「金を払って働け」のマーマーマガジンだけじゃない! 出版業界の“超絶ブラック”地獄絵図
#企業 #出版業界
つまり、会社は他で稼がせた金を、さも自社で支払ったかのように渡し、実際には1円の人件費もかけていなかったのである。
「編集長には『社員登用はそのうち』と言われ続け、給与明細もなかったので知らなかったんですよ。あるとき編集長にそのことを聞いたら『試用期間だから』と言われました。当然、何の福利厚生もないまま。最後は3人で抗議したところ感情的な言い合いになって、みんなで辞めたんです。3人とも人生経験が浅い20代前半だったんで、当初は『そういう世界なのか』と思わされちゃっていました」(同)
労働基準法では、勤務が14日を超えた時点で平均賃金30日分以上の支払い義務が生じると定められている。賃金の額は当然、法で定められた最低賃金以上となっている。一部、最低賃金以下に減額できる特例もあるにはあるが、これは都道府県の労働局長の許可があった場合だけだ。
しかし、現実的にはそうした法律をそっちのけで、出版界に限らず試用期間という制度を悪用した雇用トラブルが全国で相次いでいるのである。
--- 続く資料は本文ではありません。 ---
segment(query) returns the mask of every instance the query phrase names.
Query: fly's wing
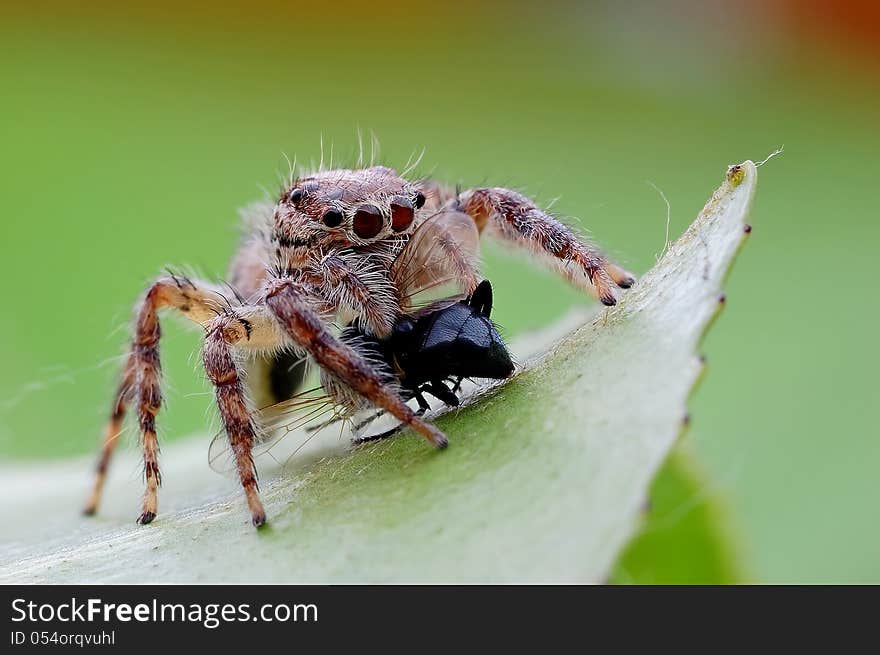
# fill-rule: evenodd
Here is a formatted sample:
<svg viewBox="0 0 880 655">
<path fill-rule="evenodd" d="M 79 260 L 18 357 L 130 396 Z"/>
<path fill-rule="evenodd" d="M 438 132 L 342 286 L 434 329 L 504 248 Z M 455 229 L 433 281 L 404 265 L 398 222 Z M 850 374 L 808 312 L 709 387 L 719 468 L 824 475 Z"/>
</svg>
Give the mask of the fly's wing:
<svg viewBox="0 0 880 655">
<path fill-rule="evenodd" d="M 441 210 L 426 219 L 391 266 L 401 293 L 401 310 L 412 314 L 437 298 L 463 299 L 476 284 L 480 234 L 473 219 Z"/>
<path fill-rule="evenodd" d="M 346 418 L 344 409 L 321 387 L 303 391 L 290 400 L 254 412 L 254 420 L 261 430 L 251 456 L 258 465 L 264 462 L 283 467 L 324 428 L 334 423 L 341 427 Z M 293 452 L 288 452 L 291 448 Z M 211 440 L 208 464 L 224 475 L 236 472 L 235 455 L 223 429 Z"/>
</svg>

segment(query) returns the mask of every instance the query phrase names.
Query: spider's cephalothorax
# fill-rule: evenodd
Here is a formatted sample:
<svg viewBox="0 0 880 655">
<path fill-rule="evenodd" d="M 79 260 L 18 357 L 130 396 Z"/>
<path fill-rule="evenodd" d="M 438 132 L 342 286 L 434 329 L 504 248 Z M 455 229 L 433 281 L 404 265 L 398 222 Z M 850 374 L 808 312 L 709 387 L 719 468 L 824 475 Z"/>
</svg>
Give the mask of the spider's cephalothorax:
<svg viewBox="0 0 880 655">
<path fill-rule="evenodd" d="M 452 282 L 471 294 L 481 279 L 477 252 L 484 231 L 539 254 L 606 305 L 616 302 L 615 287 L 633 283 L 629 273 L 515 191 L 456 193 L 431 181 L 407 181 L 382 166 L 297 179 L 274 206 L 248 212 L 247 225 L 230 271 L 233 300 L 223 287 L 170 274 L 156 280 L 139 303 L 87 513 L 98 506 L 123 418 L 134 404 L 146 477 L 138 521 L 156 516 L 155 422 L 162 404 L 157 312 L 163 307 L 205 329 L 203 363 L 259 526 L 266 515 L 252 459 L 260 431 L 253 407 L 285 388 L 273 371 L 291 353 L 321 369 L 325 390 L 344 409 L 372 405 L 436 447 L 447 444 L 407 405 L 387 370 L 339 338 L 334 322 L 354 323 L 365 335 L 384 339 L 401 315 L 412 313 L 417 292 Z"/>
</svg>

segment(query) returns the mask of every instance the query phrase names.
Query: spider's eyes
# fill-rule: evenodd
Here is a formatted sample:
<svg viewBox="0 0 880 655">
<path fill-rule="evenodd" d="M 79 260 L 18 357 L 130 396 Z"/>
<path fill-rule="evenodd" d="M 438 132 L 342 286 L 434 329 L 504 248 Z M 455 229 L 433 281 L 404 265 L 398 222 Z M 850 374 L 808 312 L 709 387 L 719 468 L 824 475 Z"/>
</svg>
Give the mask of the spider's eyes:
<svg viewBox="0 0 880 655">
<path fill-rule="evenodd" d="M 394 198 L 391 201 L 391 229 L 401 232 L 412 223 L 412 203 L 406 198 Z"/>
<path fill-rule="evenodd" d="M 321 221 L 323 221 L 324 225 L 327 227 L 337 227 L 342 223 L 342 212 L 335 209 L 328 209 L 321 217 Z"/>
<path fill-rule="evenodd" d="M 361 205 L 354 213 L 354 233 L 372 239 L 382 231 L 382 212 L 373 205 Z"/>
</svg>

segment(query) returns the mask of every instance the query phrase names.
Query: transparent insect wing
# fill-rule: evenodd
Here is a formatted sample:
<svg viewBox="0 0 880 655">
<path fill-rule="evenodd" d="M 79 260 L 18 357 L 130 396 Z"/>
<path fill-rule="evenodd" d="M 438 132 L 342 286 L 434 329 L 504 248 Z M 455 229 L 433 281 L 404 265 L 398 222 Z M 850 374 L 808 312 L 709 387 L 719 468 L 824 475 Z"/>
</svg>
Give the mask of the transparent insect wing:
<svg viewBox="0 0 880 655">
<path fill-rule="evenodd" d="M 345 418 L 345 408 L 336 405 L 321 387 L 263 407 L 254 412 L 254 420 L 261 428 L 259 441 L 252 450 L 254 462 L 283 468 L 324 428 Z M 223 475 L 236 473 L 235 456 L 223 430 L 211 440 L 208 464 Z"/>
<path fill-rule="evenodd" d="M 427 218 L 391 267 L 392 280 L 400 290 L 401 310 L 411 312 L 438 296 L 467 295 L 460 271 L 450 266 L 449 259 L 454 256 L 463 267 L 474 267 L 479 252 L 480 234 L 466 214 L 448 210 Z"/>
</svg>

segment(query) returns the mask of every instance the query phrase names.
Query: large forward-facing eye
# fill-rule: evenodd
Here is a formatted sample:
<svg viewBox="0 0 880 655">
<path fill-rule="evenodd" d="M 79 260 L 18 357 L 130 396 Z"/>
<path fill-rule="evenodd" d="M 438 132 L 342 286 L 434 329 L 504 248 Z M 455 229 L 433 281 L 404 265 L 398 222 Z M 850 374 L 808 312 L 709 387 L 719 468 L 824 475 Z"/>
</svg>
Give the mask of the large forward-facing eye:
<svg viewBox="0 0 880 655">
<path fill-rule="evenodd" d="M 382 212 L 373 205 L 361 205 L 354 213 L 352 227 L 361 239 L 372 239 L 382 231 Z"/>
<path fill-rule="evenodd" d="M 402 232 L 412 224 L 412 203 L 406 198 L 397 197 L 391 201 L 391 229 Z"/>
</svg>

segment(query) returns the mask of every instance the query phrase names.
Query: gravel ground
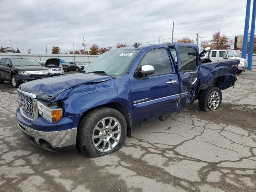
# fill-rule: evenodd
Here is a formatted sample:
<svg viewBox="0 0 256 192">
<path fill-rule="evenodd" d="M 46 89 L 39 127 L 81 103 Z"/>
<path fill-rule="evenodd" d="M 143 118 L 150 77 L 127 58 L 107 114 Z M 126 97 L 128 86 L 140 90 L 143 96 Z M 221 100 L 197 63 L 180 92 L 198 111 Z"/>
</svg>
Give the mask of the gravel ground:
<svg viewBox="0 0 256 192">
<path fill-rule="evenodd" d="M 218 110 L 200 111 L 195 102 L 165 121 L 136 126 L 121 150 L 94 159 L 28 143 L 17 126 L 16 90 L 6 82 L 0 191 L 256 191 L 256 69 L 238 76 Z"/>
</svg>

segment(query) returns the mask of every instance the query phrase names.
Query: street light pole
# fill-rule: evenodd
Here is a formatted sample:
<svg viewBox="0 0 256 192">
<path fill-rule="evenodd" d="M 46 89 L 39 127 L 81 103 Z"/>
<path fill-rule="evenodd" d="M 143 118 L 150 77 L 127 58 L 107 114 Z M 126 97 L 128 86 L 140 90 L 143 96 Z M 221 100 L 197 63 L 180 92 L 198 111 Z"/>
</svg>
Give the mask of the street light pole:
<svg viewBox="0 0 256 192">
<path fill-rule="evenodd" d="M 161 36 L 159 36 L 159 44 L 160 44 L 160 38 L 161 38 L 161 37 L 162 37 L 162 36 L 164 36 L 165 35 L 162 35 Z"/>
</svg>

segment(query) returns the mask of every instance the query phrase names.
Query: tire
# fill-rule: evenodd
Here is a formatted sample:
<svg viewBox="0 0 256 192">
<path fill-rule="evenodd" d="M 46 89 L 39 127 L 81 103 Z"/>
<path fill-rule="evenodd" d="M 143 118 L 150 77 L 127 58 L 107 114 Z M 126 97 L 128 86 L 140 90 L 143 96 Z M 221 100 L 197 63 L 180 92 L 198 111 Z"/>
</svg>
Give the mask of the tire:
<svg viewBox="0 0 256 192">
<path fill-rule="evenodd" d="M 110 118 L 112 119 L 112 126 L 109 128 Z M 103 122 L 106 125 L 105 129 L 103 124 L 101 122 Z M 116 124 L 114 128 L 111 128 Z M 114 133 L 114 132 L 116 133 Z M 124 143 L 127 133 L 127 123 L 121 113 L 112 108 L 98 108 L 89 112 L 80 122 L 78 135 L 78 146 L 83 153 L 91 157 L 103 156 L 116 151 L 122 148 Z M 93 136 L 95 136 L 95 138 L 93 139 Z M 118 141 L 114 140 L 113 137 Z M 97 145 L 98 147 L 96 146 Z M 107 145 L 108 148 L 106 148 Z"/>
<path fill-rule="evenodd" d="M 216 110 L 220 105 L 222 98 L 221 91 L 218 88 L 207 88 L 200 94 L 198 102 L 199 108 L 204 111 Z M 214 100 L 215 99 L 217 99 Z"/>
<path fill-rule="evenodd" d="M 12 76 L 12 78 L 11 79 L 11 82 L 12 83 L 12 87 L 14 88 L 18 88 L 18 87 L 19 87 L 19 86 L 20 84 L 20 83 L 19 83 L 18 81 L 17 80 L 16 76 L 15 76 L 15 75 L 13 75 Z"/>
</svg>

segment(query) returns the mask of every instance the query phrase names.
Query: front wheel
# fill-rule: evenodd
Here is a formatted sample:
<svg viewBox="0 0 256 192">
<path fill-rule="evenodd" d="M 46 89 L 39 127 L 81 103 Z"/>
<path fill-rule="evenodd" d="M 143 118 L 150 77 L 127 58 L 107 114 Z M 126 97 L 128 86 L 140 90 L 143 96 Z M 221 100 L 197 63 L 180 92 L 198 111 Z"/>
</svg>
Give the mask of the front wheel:
<svg viewBox="0 0 256 192">
<path fill-rule="evenodd" d="M 94 158 L 120 148 L 126 138 L 127 126 L 124 117 L 119 111 L 102 107 L 86 114 L 81 121 L 78 131 L 80 150 Z"/>
<path fill-rule="evenodd" d="M 12 76 L 12 85 L 14 88 L 18 88 L 20 85 L 20 83 L 17 80 L 16 76 L 15 75 L 13 75 Z"/>
<path fill-rule="evenodd" d="M 199 98 L 199 108 L 204 111 L 216 110 L 220 105 L 222 95 L 217 87 L 209 87 L 200 94 Z"/>
</svg>

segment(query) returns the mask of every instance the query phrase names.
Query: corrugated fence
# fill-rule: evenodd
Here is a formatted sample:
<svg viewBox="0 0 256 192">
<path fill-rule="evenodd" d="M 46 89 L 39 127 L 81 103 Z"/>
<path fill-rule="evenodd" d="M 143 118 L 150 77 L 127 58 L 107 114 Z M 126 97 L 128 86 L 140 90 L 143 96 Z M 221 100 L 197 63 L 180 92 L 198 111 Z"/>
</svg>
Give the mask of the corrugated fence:
<svg viewBox="0 0 256 192">
<path fill-rule="evenodd" d="M 241 57 L 241 55 L 236 55 L 238 57 Z M 246 55 L 246 59 L 248 59 L 248 55 Z M 252 54 L 252 66 L 256 66 L 256 54 Z"/>
<path fill-rule="evenodd" d="M 0 58 L 3 57 L 22 57 L 24 58 L 32 58 L 37 61 L 45 61 L 50 58 L 58 58 L 65 60 L 66 62 L 81 61 L 87 63 L 92 62 L 98 56 L 98 55 L 95 55 L 0 53 Z"/>
</svg>

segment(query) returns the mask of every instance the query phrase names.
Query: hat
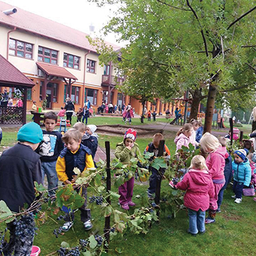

あるベテラン編集者は「特に出版界では、スキルが身につけられるんだから我慢しろ、という風潮がある」という。
「でも、それは本や雑誌がバンバン売れた時代の名残。月収100万越えがたくさんいた頃は、一人前になれば実際稼げるから、そんな発想があったし、みんな納得してたんですよ。でも、いま年々出版不況になって編集スキルなんて大して役に立たず、30年やってきた編集者でも仕事がなくなっているし、エムエムブックスみたいな弱小出版社で働いたって大金を稼げる編集者になる可能性なんてかなり低い。なのに経営者や編集者がいまだに上から目線なんですから、困ったものです。マスコミのくせに時代を読めていないのが儲からない原因なんですよ」
マーマーマガジンは公式サイトに、「自分を大切にして生きるための雑誌」とし、「持続可能なライフスタイル」を届けるとしていたが、とても人を大切にする組織には見えず、持続可能ではないライフスタイルの提案をしていたことになる。別の出版関係者は「ただでさえ人が集まらなくなっている業界なのに、よくもこんなイメージダウンになる迷惑なことをしてくれたもんだ」とも嘆いている。